Même si les graffiti existent depuis la nuit des temps (précurseurs préhistoriques, témoignages des grognards napoléoniens sur les pyramides égyptiennes, bateaux stylisés gravés sur nos églises régionales…), même si on peut donc faire quelques exceptions pour des inscriptions anciennes à caractère historique ou symbolique, leur recrudescence et leur banalisation dans la bonne ville de Rouen en inquiète plus d’un.

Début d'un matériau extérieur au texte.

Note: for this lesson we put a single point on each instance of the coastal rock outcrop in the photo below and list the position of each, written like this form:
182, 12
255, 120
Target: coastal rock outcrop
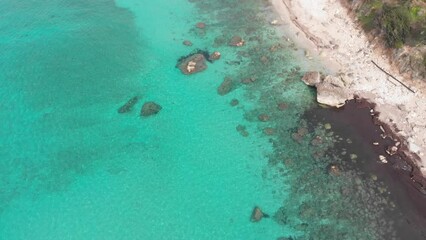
150, 108
331, 90
192, 64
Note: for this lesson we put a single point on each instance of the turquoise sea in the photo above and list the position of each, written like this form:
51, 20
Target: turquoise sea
72, 167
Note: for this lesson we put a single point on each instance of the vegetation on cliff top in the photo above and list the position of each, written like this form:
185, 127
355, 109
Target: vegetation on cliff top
400, 22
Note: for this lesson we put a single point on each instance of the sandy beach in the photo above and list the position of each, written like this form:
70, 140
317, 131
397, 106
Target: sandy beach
331, 37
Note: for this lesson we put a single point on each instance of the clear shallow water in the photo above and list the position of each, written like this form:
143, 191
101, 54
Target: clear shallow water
73, 168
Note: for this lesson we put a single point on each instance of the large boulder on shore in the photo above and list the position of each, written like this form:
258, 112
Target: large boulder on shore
192, 64
332, 92
150, 108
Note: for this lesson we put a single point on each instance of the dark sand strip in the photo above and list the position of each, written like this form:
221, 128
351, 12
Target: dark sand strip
400, 175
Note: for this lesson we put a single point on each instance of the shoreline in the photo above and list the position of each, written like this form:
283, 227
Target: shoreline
408, 211
332, 38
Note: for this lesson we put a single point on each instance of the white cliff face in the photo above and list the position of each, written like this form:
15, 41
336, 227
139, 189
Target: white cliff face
331, 91
326, 30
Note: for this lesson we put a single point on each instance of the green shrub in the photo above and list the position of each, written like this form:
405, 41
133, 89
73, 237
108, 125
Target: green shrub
395, 22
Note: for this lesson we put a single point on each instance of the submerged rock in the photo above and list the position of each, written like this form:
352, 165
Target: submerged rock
269, 131
128, 106
257, 215
192, 64
150, 108
248, 80
263, 117
242, 130
225, 87
282, 106
200, 25
214, 56
333, 169
311, 78
234, 102
187, 43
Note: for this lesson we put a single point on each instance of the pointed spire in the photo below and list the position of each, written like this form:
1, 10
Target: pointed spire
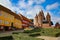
48, 15
36, 15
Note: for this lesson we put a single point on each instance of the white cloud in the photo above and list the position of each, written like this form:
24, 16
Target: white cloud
52, 6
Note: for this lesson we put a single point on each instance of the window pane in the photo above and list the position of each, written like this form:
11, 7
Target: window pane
0, 21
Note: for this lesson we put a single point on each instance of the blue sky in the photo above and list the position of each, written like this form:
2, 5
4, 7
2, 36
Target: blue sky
30, 8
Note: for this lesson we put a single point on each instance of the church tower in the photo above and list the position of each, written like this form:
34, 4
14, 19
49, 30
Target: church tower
40, 18
48, 18
36, 20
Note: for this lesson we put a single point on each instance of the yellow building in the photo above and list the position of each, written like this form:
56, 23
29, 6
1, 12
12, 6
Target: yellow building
9, 19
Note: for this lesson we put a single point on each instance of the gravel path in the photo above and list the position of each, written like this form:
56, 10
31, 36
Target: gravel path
49, 38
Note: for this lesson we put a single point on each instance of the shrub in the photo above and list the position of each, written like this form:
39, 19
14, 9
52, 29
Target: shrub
35, 34
57, 35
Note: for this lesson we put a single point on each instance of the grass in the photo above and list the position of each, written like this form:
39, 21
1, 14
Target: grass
44, 32
23, 36
6, 38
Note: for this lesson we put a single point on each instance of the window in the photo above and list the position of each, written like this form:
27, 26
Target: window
0, 14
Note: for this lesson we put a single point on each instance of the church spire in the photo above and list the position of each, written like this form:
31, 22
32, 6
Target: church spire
48, 18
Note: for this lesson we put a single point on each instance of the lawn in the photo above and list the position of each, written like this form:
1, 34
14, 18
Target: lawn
44, 32
19, 36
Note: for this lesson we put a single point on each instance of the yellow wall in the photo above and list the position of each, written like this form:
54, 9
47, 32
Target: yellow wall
17, 23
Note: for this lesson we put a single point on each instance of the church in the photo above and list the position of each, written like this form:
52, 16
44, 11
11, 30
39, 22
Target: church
41, 21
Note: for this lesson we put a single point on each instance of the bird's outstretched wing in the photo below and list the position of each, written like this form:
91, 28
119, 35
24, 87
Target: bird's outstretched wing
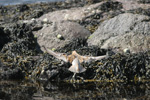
61, 56
76, 66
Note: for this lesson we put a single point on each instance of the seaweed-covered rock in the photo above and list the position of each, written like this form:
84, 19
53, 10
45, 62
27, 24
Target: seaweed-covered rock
4, 38
21, 40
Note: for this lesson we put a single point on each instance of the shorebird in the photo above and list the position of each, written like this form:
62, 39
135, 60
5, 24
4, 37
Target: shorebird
75, 59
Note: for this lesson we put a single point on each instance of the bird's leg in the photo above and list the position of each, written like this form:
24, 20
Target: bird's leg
73, 77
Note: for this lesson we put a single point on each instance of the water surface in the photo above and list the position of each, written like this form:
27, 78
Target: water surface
69, 91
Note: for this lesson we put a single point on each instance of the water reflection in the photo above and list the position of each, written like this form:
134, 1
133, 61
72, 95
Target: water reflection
61, 90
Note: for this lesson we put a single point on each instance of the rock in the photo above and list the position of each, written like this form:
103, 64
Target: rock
78, 13
133, 4
49, 35
4, 37
126, 31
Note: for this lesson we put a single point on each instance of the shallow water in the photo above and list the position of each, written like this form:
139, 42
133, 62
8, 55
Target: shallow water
67, 91
13, 2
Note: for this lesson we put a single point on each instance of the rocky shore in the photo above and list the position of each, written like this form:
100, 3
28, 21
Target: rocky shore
90, 27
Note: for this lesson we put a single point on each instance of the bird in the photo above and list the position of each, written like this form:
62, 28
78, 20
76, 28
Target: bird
75, 59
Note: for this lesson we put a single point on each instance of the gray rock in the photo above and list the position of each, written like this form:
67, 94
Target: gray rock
78, 13
125, 31
48, 35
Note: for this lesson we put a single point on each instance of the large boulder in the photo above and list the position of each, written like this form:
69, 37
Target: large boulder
57, 34
125, 31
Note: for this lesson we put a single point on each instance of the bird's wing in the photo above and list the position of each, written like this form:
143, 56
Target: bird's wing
61, 56
76, 67
88, 58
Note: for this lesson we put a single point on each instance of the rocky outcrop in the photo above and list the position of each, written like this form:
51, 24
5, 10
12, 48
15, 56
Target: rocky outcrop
125, 31
58, 34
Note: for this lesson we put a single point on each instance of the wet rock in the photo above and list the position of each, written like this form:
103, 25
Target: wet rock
4, 38
133, 4
47, 36
21, 40
71, 14
23, 7
143, 1
110, 5
125, 31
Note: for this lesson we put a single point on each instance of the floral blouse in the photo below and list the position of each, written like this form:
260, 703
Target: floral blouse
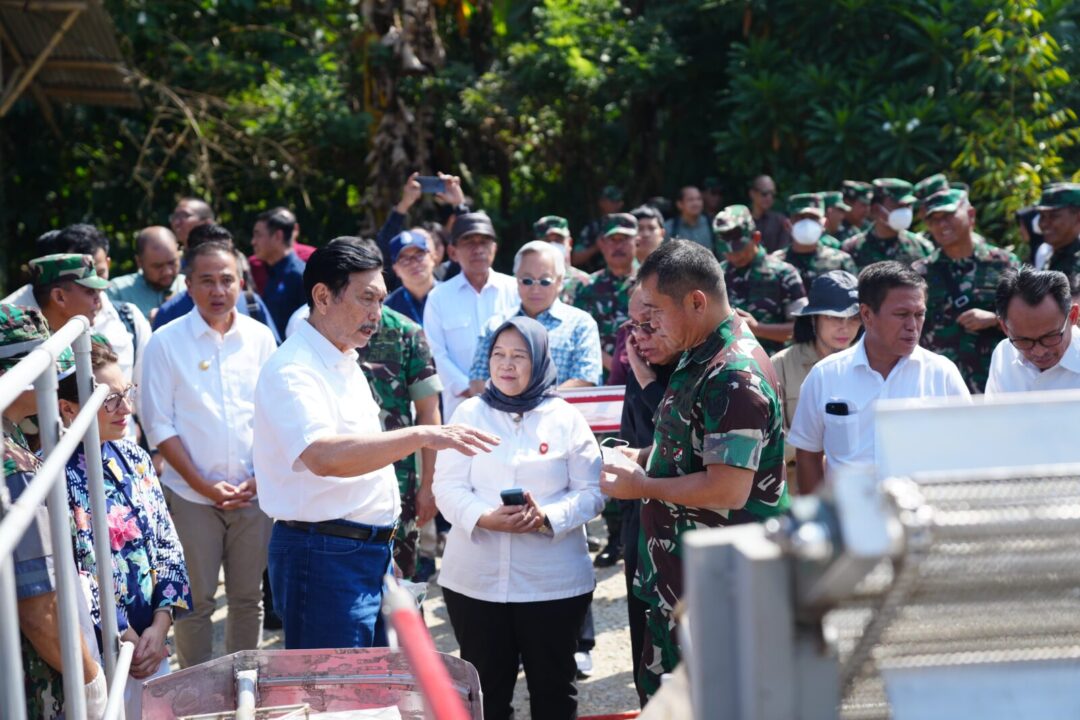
148, 567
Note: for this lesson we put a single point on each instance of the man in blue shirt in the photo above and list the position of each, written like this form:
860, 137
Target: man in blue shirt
272, 243
412, 260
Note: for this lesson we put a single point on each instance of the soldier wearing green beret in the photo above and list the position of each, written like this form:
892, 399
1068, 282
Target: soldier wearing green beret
1060, 221
961, 276
889, 239
858, 197
764, 290
809, 253
556, 230
22, 329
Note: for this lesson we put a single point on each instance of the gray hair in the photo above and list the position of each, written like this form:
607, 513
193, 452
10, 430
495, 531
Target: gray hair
543, 247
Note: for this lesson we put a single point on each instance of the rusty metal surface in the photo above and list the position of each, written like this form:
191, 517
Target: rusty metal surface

Et pourtant, les graffiti n’ont pas toujours été une pollution visuelle, une calamité diront certains, mais une nécessité pour une bonne gestion de la ville et la vie quotidienne de ses habitants. Ils indiquaient aux passants le nom du lieu où ils étaient et on les retrouve encore aujourd’hui gravés sur nos murs. Si certains ne méritent pas d’explication particulière, « Rue Gros Horloge » (sous la voûte du beffroi) ou « Eau de Robec » (angle rue du Pont de l’Arquet), d’autres ont une origine plus insolite.

 

Des noms d’emprunt

Souvent, ils reprennent le nom d’un propriétaire. Ainsi, la rue « Macé », autrefois rue du Refuge en rappel d’un couvent de filles pénitentes, la « Rue Ricardière » (désormais voie privée débouchant rue aux Ours) ou la « Rue Boutard » (nom gravé sur l’église St Godard).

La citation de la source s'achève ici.